This article explores how regression can be used to determine the dependence between variables in three types of directed acyclic graphs (DAGs): pipe, confounder, and collider. The theoretical analysis of these graphs can be found in the linked blog post.

Pipe DAG

In the pipe DAG, variables $X$ and $Z$ are independent when conditioned on Y; mathematically, this can be expressed as

\[P(X,Z \mid Y) = P(X\mid Y) P(Z\mid Y).\]

We verify this using regression by regressing Z on both X and Y. If the dependence of Z on X is flat, then X and Z are independent conditioned on Y.

We demonstrate this using a data set with non-linear dependencies and create three models: linear regression, gradient boosting, and GAM (generalized additive models).

n = 500
noise = 0.2
X = np.random.randn(n)
Y = X**2 + noise**np.random.rand(n)
Z = np.sin(Y/2) + noise*np.random.rand(n)

Figure 1. shows that without conditioning on $Y$, $X$ and $Z$ are dependent with a nonlinear relationship.

Figure 1. Pairwise correaltion plot among X, Y, and Z. It is clear that X and Z have nonlinear and nonmonotoic relationship.
import numpy as np
from alibi.explainers import ALE, plot_ale
from sklearn.linear_model import LinearRegression
from sklearn.ensemble import GradientBoostingRegressor
from sklearn.neural_network import MLPRegressor
from pygam import LinearGAM, s

models = [LinearRegression(), 
          LinearGAM(s(0)+s(1), max_iter=1000, tol=0.0000001)]
[,Y) , axis=1), Z) for m in models]
fig, axes = plt.subplots(3,2, sharey=True, figsize=(6, 10))
for description, m, ax in zip(['Linear Regression', 
                               'GAM'], models, axes):
    ale = ALE(m.predict, feature_names=['X','Y'], target_names=['Z'])
    ale_exp = ale.explain(np.stack((X,Y), axis=1), min_bin_points=10)
    plot_ale(ale_exp, ax=ax, n_cols=2)

The ALE (accumulated local effects) plots in Figure 1 reveal that X and Z are independent when Y is included in the regression in the case of non-linear models, while the linear model shows dependence of Z on X, as it cannot account for the nonlinearity in the data.

Figure 2. ALE plots of Z's dependnce on X and Y, for three regression models: linear regression (top), Gradient Boosting Regressor (middle) and GAM (bottom).
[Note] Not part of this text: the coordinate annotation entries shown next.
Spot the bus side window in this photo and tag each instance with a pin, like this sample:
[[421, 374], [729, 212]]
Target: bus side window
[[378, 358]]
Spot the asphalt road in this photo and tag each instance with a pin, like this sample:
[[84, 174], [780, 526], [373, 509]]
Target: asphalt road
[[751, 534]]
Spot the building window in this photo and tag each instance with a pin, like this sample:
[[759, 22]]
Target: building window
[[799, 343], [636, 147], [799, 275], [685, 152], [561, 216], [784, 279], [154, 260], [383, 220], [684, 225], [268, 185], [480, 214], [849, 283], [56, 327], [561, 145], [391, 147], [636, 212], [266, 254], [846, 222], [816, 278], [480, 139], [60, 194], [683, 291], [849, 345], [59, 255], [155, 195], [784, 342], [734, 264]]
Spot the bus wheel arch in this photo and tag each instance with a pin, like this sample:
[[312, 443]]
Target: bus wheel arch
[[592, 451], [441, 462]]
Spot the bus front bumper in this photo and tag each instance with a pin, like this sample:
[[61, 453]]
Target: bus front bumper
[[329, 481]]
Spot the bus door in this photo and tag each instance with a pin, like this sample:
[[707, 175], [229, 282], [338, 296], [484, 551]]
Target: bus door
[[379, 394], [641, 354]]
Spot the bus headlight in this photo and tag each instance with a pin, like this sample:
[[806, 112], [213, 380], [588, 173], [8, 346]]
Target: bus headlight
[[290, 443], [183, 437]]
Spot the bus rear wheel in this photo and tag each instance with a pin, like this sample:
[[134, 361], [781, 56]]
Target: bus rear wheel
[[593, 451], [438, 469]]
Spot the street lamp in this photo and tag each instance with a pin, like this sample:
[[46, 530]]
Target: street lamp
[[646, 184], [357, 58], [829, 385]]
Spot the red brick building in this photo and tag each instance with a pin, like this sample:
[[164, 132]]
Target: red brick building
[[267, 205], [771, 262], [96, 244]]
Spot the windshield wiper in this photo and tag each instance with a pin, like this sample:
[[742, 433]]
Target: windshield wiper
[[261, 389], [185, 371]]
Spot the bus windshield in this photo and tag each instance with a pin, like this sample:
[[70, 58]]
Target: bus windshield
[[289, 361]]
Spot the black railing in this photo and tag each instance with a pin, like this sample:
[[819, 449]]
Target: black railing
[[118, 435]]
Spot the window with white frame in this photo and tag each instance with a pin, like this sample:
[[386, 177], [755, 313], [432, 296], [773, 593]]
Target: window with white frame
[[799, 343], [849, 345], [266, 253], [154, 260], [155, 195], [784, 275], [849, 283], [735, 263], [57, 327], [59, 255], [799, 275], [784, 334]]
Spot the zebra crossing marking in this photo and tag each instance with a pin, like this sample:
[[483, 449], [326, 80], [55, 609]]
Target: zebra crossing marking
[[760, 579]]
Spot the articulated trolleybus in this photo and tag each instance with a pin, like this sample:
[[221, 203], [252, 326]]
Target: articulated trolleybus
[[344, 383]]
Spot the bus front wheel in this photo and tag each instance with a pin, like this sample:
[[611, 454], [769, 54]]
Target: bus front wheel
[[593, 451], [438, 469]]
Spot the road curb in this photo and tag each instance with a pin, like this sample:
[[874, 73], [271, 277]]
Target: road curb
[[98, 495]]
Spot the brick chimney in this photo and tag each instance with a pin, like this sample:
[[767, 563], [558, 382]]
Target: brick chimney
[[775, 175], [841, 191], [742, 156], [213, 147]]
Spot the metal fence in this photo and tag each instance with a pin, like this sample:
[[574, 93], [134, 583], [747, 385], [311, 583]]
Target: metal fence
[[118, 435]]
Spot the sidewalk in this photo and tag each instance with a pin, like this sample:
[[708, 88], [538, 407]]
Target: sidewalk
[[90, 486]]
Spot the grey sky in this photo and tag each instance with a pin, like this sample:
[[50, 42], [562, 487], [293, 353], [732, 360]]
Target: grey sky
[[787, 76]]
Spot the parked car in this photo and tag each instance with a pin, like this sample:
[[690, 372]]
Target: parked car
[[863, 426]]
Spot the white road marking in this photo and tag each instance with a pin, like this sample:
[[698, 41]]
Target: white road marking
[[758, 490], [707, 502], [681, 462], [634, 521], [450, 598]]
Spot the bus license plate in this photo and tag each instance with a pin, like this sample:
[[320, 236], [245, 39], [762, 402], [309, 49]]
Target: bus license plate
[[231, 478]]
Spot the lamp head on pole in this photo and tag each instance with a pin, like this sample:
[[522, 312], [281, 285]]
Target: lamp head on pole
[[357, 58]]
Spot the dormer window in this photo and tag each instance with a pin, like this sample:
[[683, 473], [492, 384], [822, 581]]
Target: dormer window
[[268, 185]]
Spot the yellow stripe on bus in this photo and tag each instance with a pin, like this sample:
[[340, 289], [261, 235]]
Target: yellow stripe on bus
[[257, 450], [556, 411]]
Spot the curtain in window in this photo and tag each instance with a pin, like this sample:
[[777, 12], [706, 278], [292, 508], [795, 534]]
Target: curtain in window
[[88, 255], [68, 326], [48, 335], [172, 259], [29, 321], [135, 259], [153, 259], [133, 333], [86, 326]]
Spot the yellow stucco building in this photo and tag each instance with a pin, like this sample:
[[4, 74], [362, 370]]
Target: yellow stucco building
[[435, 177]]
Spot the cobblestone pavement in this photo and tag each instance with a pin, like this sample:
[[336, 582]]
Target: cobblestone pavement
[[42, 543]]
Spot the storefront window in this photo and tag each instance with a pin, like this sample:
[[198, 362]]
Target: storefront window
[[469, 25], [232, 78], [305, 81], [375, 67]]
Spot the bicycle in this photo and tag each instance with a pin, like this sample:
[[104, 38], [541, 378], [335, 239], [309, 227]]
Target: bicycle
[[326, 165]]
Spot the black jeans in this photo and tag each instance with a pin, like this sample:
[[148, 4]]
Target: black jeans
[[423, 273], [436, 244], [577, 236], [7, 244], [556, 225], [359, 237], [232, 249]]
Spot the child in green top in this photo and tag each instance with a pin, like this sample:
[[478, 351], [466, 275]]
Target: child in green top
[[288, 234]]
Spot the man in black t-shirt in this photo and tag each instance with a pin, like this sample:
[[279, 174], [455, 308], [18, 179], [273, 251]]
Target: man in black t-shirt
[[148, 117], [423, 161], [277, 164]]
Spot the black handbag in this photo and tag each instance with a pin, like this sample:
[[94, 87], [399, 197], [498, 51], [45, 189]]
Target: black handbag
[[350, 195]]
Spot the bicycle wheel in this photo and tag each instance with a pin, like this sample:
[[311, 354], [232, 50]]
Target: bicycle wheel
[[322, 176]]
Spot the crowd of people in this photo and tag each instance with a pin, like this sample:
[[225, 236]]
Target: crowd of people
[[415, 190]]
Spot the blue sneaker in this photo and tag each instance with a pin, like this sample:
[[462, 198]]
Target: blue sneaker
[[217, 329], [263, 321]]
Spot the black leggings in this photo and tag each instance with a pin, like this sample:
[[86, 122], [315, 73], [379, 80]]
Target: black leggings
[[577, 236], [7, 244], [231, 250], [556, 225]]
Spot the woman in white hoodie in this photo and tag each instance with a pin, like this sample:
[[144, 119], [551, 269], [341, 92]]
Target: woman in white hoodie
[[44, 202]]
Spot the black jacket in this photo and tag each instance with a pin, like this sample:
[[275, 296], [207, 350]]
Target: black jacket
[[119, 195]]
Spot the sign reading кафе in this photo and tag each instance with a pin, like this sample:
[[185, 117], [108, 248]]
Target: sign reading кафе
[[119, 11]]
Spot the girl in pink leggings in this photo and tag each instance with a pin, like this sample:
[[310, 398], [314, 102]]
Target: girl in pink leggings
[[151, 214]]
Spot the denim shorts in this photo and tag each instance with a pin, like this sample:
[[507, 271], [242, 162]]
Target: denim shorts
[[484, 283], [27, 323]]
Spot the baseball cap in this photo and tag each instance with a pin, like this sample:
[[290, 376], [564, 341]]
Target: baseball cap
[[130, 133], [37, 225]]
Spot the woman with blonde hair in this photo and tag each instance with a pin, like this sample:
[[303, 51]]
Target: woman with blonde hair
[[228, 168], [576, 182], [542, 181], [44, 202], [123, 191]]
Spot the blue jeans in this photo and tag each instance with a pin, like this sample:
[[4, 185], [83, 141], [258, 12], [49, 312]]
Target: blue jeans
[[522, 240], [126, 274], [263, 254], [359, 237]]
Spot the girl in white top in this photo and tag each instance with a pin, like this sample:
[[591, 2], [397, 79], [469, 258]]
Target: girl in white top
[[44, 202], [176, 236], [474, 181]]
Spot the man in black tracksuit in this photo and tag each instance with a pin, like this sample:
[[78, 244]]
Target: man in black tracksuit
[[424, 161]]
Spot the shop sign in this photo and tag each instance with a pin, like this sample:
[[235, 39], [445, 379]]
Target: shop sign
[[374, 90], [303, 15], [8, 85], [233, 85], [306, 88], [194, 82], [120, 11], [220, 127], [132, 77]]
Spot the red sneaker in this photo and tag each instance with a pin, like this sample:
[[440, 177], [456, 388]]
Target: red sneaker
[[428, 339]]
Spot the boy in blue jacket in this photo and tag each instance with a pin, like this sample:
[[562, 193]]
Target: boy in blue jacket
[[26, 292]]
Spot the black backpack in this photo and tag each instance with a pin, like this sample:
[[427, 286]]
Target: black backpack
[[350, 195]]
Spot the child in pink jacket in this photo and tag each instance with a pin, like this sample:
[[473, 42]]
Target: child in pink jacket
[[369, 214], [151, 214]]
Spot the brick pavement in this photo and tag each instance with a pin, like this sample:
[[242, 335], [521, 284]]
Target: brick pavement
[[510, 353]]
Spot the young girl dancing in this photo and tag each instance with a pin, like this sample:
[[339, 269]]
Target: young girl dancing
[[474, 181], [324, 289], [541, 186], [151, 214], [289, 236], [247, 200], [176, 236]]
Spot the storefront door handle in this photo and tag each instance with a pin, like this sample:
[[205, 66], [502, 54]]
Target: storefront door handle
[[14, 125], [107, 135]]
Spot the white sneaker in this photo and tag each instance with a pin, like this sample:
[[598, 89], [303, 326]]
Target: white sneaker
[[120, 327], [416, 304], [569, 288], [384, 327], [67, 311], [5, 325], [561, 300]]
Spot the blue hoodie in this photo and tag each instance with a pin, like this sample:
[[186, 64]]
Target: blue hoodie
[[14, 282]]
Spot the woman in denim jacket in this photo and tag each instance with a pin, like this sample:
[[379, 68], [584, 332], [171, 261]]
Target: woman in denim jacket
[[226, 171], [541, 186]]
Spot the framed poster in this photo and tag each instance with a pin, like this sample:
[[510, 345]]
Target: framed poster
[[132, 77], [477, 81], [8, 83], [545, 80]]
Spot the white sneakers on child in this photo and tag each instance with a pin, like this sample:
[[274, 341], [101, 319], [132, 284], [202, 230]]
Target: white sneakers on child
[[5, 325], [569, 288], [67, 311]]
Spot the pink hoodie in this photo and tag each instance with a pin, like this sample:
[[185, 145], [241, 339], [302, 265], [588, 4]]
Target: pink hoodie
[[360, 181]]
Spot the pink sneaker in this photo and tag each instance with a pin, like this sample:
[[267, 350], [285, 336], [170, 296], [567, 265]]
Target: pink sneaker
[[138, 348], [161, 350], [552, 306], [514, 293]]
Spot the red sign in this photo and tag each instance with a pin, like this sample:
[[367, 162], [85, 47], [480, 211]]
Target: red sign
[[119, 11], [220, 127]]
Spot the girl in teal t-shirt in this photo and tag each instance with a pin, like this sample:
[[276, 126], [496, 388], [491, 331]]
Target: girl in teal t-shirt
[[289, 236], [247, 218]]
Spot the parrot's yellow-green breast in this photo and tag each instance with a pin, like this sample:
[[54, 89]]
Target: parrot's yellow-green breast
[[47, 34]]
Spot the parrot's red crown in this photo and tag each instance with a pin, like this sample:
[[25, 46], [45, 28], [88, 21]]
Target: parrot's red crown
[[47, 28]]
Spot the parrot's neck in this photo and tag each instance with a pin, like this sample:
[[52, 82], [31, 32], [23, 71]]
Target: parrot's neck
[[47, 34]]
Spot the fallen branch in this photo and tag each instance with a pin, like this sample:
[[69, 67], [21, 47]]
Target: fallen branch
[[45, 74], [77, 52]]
For the nonlinear regression models X and Z are independent, indicated by the flat line, whereas the linear model shows dependnce between X and Z because the model is incapable of handle the nonlineariaty in the data.

Confounder DAG

In the DAG with a confounder, $X$ and $Y$ are independent when conditioned on $Z$; mathematically, this is

\[P(X,Y \mid Z) = P(X\mid Z) P(Y\mid Z),\]

Again we generate some data. The relationships among $X$, $Y$ and $Z$ are linear.

n = 500
noise = 0.2
Z = np.random.randn(n)
X = 3*Z + noise*np.random.randn(n)
Y = -Z + noise**np.random.rand(n)

Figure 3 shows that without conditioning on the confounder $Z$, $X$ and $Y$ are depenent.

Figure 3. Pairwise correaltion plot among X, Y, and Z. It is clear that X and Z have linear relationship.

We regress $Y$ on $X$ and $Z$. As shown in Figure 4, when conditioned on the confounder $Z$, $X$ and $Y$ are independent.

Figure 4. ALE plots of Z's dependnce on X and Y, for three regression models: linear regression (top), Gradient Boosting Regressor (middle) and GAM (bottom). For all regression models X and Z are independent, indicated by the flat line.

Collider DAG

Finally, in the DAG with a collider, $X$ and $Y$ are dependent when conditioned on $Z$; mathematically expressed as

\[P(X,Y \mid Z) \neq P(X\mid Z) P(Y\mid Z).\]

We generate some data with linear relationships among $X$, $Y$ and $Z$.

n = 500
noise = 0.2
X = np.random.randn(n)
Y = np.random.randn(n)
Z = X + 2*Y + noise*np.random.randn(n)

Figure 5 shows that without condiitoing on the collider $Z$, $X$ and $Y$ are independent.

Figure 5. Pairwise correaltion plot among X, Y, and Z. It is clear that X and Y are independent.

We regress $Y$ on $X$ and $Z$. As shown in Figure 6, when conditioned on the collider $Z$, $X$ and $Y$ are dependent.

Figure 6. ALE plots of Z's dependnce on X and Y, for three regression models: linear regression (top), Gradient Boosting Regressor (middle) and GAM (bottom). For all regression models X and Y are dependent, when conditioned on the collider Z.

In this note, regression models and ALE plots were used to analyze variable dependence in DAGs, with simulation results aligned with theoretical analysis.